Matthew Kirschenbaum
“Kamau Brathwaite’s Printer”
Matthew Kirschenbaum stunned the audience by introducing a grey Macintosh StyleWriter. This inkjet printer is of the same vintage and model as the one used by Edward Kamau Brathwaite in 1990 during a Harvard residency that allowed him to write in light and make sound visible. The prolific and acclaimed Barbadian writer has used other computers—to craft his X/Self’s Xth Letters from the Thirteen Provinces he employed an IBM Eagle—but consistently returns to his Macintosh, coveting its memory as “virtual temporality in which any point in time can be reached …” Working outside of the colonial tradition, the computer allowed Brathwaite to publish what he alone envisions and afforded him creative control over his own work. The stair-stepped lines, “jaggies,” Brathwaite’s computer recorded as he wrote appeared on the printed sheets coming from his beloved StyleWriter—his bit-mapped voice retains its vigor with the immutability of print.
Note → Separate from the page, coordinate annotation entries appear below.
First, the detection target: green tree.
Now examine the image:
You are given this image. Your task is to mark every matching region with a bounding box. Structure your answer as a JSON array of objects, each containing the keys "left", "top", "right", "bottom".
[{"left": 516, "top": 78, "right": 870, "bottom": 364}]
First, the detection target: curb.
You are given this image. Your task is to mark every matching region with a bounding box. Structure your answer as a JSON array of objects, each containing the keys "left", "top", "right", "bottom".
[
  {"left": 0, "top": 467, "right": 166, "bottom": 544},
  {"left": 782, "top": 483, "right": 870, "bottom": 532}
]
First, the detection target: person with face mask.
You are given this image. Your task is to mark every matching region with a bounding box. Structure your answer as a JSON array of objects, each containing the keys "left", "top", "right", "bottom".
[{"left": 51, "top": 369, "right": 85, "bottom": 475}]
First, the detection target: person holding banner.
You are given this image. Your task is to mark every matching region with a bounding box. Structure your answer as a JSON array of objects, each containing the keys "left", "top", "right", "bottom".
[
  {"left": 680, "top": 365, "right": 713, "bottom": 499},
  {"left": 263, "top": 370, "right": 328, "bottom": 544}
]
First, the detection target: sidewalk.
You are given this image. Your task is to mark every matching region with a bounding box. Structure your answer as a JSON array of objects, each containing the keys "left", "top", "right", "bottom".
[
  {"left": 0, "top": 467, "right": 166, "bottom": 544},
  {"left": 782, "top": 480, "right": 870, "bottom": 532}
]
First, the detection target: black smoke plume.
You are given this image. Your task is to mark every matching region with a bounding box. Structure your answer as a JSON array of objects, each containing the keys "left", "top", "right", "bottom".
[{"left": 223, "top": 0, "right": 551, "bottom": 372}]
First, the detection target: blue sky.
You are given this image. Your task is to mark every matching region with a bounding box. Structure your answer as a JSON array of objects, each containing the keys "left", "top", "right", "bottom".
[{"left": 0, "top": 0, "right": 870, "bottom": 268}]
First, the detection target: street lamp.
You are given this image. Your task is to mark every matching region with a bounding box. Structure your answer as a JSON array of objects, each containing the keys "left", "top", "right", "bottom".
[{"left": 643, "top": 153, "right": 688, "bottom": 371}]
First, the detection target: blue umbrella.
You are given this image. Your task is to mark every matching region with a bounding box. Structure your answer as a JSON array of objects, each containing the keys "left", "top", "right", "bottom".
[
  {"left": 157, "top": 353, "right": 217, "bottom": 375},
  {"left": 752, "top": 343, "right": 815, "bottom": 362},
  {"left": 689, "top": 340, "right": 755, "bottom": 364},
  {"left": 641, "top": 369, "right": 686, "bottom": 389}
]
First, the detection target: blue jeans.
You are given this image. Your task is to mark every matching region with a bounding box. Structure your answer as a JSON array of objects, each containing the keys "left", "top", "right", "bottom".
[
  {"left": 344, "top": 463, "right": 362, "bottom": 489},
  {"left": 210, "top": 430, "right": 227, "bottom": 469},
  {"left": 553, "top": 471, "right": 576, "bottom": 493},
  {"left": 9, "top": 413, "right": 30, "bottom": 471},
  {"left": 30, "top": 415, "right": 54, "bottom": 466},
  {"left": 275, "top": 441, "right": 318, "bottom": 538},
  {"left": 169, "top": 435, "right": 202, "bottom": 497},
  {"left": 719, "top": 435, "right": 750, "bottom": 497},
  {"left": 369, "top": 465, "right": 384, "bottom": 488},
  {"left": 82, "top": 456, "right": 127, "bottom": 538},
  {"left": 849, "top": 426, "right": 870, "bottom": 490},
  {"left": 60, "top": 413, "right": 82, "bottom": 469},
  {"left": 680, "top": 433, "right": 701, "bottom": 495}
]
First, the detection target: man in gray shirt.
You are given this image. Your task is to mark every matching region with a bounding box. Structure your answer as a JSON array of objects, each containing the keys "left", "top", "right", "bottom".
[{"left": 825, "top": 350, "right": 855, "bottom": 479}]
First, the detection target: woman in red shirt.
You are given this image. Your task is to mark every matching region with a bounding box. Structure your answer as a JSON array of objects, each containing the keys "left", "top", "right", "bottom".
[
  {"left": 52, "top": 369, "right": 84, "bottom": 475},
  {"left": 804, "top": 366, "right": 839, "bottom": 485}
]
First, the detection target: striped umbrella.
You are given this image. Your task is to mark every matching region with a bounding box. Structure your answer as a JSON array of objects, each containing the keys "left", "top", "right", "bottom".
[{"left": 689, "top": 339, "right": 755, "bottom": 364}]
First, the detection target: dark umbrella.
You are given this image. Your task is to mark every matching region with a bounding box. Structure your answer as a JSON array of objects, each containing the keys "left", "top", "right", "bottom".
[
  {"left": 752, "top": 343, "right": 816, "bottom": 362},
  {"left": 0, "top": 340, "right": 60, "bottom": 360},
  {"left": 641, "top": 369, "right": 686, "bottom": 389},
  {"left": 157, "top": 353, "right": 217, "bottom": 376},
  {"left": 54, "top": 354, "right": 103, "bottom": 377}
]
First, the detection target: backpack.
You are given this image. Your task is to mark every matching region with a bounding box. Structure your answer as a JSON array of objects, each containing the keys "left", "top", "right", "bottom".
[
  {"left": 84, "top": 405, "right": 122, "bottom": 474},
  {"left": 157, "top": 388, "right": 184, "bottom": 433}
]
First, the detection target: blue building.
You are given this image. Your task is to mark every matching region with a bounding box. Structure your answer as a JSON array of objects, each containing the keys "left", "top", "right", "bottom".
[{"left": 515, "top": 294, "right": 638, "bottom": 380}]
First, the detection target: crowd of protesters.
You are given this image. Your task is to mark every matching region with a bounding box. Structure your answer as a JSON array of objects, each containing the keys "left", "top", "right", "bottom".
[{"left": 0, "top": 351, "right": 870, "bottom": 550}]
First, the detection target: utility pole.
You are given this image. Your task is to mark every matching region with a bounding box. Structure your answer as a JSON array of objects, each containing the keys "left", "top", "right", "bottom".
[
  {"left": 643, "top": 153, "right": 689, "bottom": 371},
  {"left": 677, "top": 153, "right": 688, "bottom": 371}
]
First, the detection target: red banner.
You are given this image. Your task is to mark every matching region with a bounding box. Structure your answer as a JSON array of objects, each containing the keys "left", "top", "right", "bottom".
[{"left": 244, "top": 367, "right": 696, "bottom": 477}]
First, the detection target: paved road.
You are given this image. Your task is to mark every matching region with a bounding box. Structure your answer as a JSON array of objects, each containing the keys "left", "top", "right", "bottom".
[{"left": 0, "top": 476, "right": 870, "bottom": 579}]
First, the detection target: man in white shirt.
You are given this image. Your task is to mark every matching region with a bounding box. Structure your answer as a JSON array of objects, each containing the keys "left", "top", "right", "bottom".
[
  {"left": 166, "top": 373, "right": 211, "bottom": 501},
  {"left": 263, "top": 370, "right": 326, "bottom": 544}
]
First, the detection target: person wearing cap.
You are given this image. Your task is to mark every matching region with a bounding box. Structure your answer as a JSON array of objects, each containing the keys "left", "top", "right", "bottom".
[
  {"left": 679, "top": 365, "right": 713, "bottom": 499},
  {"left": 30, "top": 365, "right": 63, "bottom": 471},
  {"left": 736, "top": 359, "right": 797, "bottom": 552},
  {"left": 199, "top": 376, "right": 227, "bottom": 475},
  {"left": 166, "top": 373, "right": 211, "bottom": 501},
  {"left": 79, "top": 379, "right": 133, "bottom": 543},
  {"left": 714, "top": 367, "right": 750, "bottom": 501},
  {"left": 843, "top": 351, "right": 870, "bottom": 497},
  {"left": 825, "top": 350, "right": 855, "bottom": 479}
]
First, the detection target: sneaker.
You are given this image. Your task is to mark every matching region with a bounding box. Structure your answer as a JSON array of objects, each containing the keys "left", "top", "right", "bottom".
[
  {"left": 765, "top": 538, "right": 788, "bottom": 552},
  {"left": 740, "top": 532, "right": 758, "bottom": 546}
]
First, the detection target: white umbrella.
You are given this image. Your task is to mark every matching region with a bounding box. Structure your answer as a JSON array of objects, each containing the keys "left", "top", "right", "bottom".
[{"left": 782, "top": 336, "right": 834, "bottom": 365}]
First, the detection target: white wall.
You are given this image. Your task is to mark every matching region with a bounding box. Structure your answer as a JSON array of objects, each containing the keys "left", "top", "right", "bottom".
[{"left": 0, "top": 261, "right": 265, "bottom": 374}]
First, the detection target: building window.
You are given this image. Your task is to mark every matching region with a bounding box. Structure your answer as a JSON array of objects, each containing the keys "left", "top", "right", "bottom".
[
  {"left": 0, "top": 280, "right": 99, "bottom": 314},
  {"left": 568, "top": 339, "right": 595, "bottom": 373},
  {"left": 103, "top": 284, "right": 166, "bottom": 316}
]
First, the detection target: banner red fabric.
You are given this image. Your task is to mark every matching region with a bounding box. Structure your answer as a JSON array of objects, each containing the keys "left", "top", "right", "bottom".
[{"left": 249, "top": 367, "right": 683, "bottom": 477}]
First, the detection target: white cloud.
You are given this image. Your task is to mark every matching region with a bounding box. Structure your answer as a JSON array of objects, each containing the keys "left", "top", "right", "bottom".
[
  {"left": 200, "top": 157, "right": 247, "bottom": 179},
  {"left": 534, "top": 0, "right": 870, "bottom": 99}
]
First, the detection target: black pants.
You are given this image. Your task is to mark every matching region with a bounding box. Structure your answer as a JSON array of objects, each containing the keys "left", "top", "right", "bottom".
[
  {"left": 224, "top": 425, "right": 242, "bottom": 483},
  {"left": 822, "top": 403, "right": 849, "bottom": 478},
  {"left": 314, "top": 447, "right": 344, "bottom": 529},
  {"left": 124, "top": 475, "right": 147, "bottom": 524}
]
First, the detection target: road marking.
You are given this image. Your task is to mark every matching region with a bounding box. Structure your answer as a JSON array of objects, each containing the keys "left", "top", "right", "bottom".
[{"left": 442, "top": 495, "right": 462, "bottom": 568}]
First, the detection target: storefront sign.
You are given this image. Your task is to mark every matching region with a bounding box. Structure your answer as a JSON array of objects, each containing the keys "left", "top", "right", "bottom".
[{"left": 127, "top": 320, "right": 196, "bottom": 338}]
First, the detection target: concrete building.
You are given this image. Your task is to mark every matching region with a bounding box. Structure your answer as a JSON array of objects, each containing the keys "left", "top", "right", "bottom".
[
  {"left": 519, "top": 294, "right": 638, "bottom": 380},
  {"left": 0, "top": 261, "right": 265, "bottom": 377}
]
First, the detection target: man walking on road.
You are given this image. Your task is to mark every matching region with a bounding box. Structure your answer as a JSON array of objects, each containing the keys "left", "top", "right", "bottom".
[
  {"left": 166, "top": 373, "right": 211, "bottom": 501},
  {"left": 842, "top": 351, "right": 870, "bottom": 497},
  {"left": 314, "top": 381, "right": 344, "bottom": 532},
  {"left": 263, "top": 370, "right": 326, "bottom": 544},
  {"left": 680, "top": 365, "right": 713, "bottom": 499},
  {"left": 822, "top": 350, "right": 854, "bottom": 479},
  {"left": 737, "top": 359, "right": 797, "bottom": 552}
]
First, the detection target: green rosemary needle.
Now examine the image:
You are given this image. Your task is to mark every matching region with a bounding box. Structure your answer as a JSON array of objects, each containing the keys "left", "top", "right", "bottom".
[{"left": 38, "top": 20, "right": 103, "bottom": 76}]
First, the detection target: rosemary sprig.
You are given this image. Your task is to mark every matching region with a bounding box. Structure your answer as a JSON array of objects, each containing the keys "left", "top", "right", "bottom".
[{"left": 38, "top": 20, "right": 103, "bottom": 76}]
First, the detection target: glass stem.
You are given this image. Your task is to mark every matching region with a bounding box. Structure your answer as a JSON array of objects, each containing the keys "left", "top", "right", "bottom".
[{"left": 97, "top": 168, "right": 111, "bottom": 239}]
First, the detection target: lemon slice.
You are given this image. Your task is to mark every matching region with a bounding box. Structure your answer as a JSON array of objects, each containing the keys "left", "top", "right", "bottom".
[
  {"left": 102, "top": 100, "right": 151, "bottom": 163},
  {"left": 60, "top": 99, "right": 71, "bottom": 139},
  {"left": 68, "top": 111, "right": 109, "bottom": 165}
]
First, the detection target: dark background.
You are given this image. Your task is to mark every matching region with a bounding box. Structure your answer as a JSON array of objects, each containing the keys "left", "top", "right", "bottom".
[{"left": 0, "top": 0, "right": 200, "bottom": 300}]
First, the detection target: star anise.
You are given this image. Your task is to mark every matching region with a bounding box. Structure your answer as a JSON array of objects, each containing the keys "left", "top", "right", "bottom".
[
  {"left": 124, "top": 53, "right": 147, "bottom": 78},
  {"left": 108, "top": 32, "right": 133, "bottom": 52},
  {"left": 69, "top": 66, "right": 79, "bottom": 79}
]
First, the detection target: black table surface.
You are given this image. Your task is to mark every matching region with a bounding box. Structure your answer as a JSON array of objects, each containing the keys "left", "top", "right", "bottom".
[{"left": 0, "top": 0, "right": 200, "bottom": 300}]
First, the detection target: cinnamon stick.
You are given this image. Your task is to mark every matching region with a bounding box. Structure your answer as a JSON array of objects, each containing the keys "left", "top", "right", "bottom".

In many of his numerous publications, Brathwaite reveals the metadata of his editing and publishing within the colophon as if Sycorax [the unseen mother of Caliban in The Tempest] is speaking the words within the computer. Brathwaite pushed against the publishing norms with customized typefaces and spelling within the text and time and date stamping for his authorial interventions on the typescript. He did concede design authority on occasion such as when the “s” in Aldo Novarese’s font Stop was clipped for legibility on the cover of Middle Passages, but this seemed the exception, not the rule. Thank you, StyleWriter! It was a pleasure to meet such a radical and revolutionary printer. Brathwaite’s voice appears to be solidly one with Sycorax and we are all better for it.